In the second week of November, we waved good-bye to Mrs. Holst—who approved every step her granddaughter was taking. Her only disaffection showed when she saw or listened to me. We didn’t have a confrontation; no matter how she goaded me, I played for peace; I had enough friction going on in my head.

When Mrs. Holst had come back from Cork, she’d announced a curious development in her life—a proposal of marriage. It seemed preposterous to me; she was, after all, in her seventies, therefore ancient to someone my age.

Miss Begley danced at the news. “The matchmaker matched,” she cried, and danced again. And I thought,
Poor bastard doesn’t know what’s going to hit him
.

He, the swain, was the brother of Mrs. Holst’s Cork friend, and he’d also returned from the States, but quite recently. She’d never met him until a few weeks earlier; and, by all her accounts, love had swept in at first sight.
You can always sell to a salesman
, was my thought.

She said that she’d be leaving Lamb’s Head “at some stage in the not-too-distant future.” Mrs.

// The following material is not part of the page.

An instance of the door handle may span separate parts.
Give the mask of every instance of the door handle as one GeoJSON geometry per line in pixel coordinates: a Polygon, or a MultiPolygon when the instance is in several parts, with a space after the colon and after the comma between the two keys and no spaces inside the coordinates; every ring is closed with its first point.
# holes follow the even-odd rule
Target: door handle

Holst spoke like a strict official.

“Good news all around,” sang Miss Begley. “Imagine? Two brides out of this house in one year!”

And one already a widow
, I thought.

Our plan had been worked out elaborately. First Dublin, and the embassy
once more. Then London, a visit to Claudia at the Ritz. And then—and this staggered me—the small port of Hull in the east of England where, through a contact of Mr. Seefeld, we could get to south Denmark or Kiel in northern Germany.

That was the day I discovered that Miss Begley kept a detailed journal. We had spent hours working out a schedule, and I said to her, “I’m going to bring a notebook and try to keep some kind of record.”